Nittardi is a boutique winery situated in the heart of the Chianti Classico region, with vineyards in Chianti Classico and the Maremma.

In the 16th century, Nittardi's vast property belonged to the Renaissance artist Michelangelo Buonarroti who, in 1549, while painting the Sistine Chapel, wrote to his nephew Lionardo: “I’d prefer two casks of wine rather than eight shirts.” On that same occasion, Michelangelo also sent Nittardi wine to Rome as a “genuine gift to the Pope Julius II”. Today, in honour of that tradition, every year the first bottles of Nectar Dei, the top wine from the Maremma vineyards, are presented to the Pope.

Over the centuries the property changed hands often until, in 1982, it was taken over by the Frankfurt publisher and art gallerist Peter Femfert and his wife Stefania Canali, a historian from Venice. Stefania and Peter restored Nittardi step-by-step and with love and care. The vineyards were replanted and, in 1992, the ancient vat room was replaced by a modern cellar. A competent team of wine enthusiasts was put together, consisting of Carlo Ferrini, the consultant enologist; Antonio Spurio, the technical director; and Giorgio Conte, the commercial director. The son of Stefania and Peter, Léon Femfert has been involved full time at the winery since early 2013.

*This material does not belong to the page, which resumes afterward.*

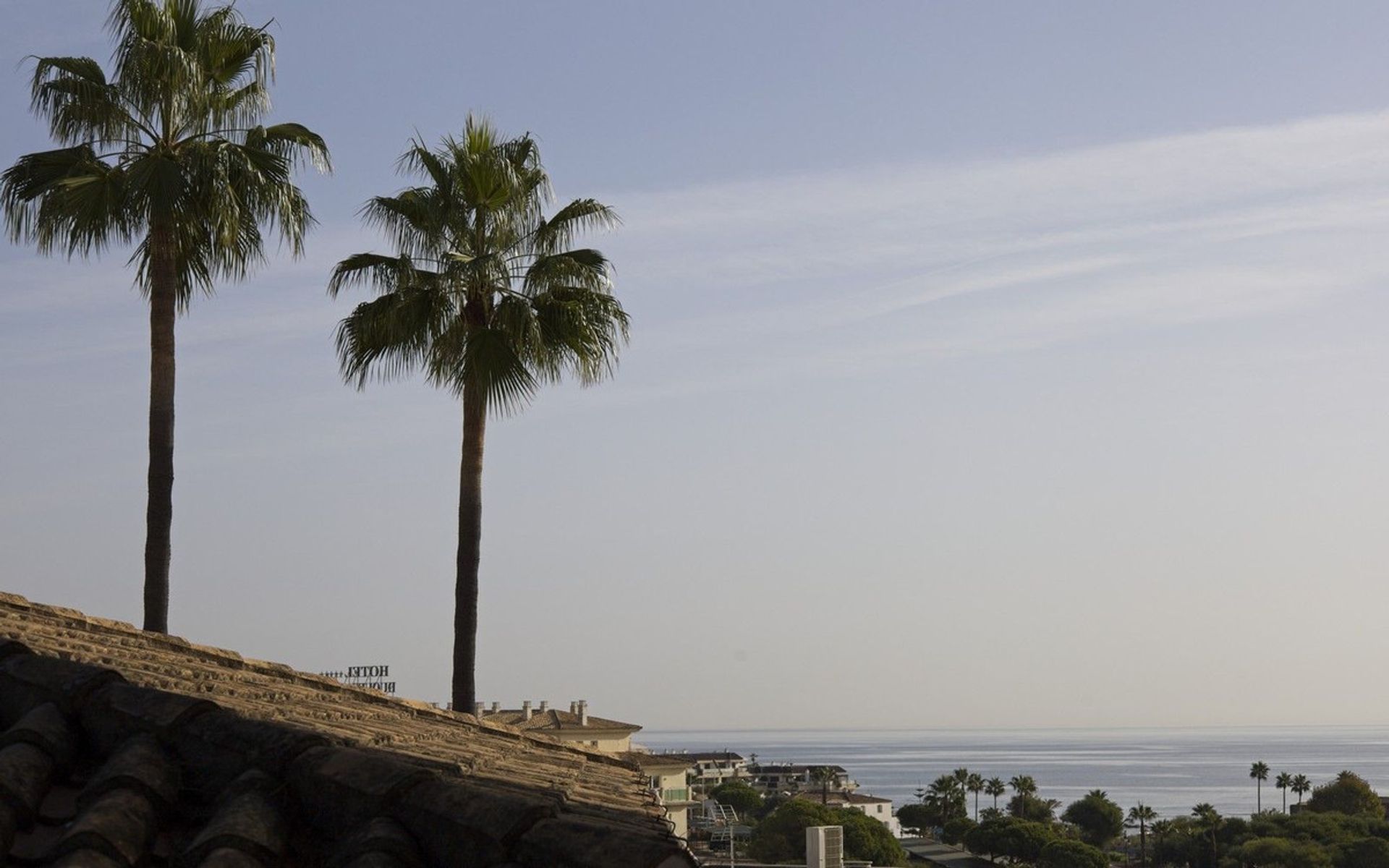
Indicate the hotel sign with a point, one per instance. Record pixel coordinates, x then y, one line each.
371 677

Another splendid property was purchased in the Maremma, close to the coast in southern Tuscany, in 1999. Since then, 17 hectares there have been planted with local and international grape varietals. This is where Ad Astra and Nectar Dei, the Super Tuscans of Nittardi, are produced. In 2012, the Maremma also became the birthplace of Nittardi’s first white wine: BEN, a 100% Vermentino.

The Philosophy

All of Nittardi’s vineyards are certified organic and managed with the highest respect for the environment. Fertilization of the soil is carried out only with organic substances, such as manure and green manure (seeding, growth, chopping and burial of leguminous plants such as field beans). Throughout the year, their skilled workers conduct all operations in the vineyards manually. To ensure a better-quality grape, they keep the number of grapes produced low through a variety of agricultural methods such as short-pruning in winter, a careful selection of the shoots in spring, and green harvesting in early summer. The harvest, of only the ripest and healthiest grapes, is done manually.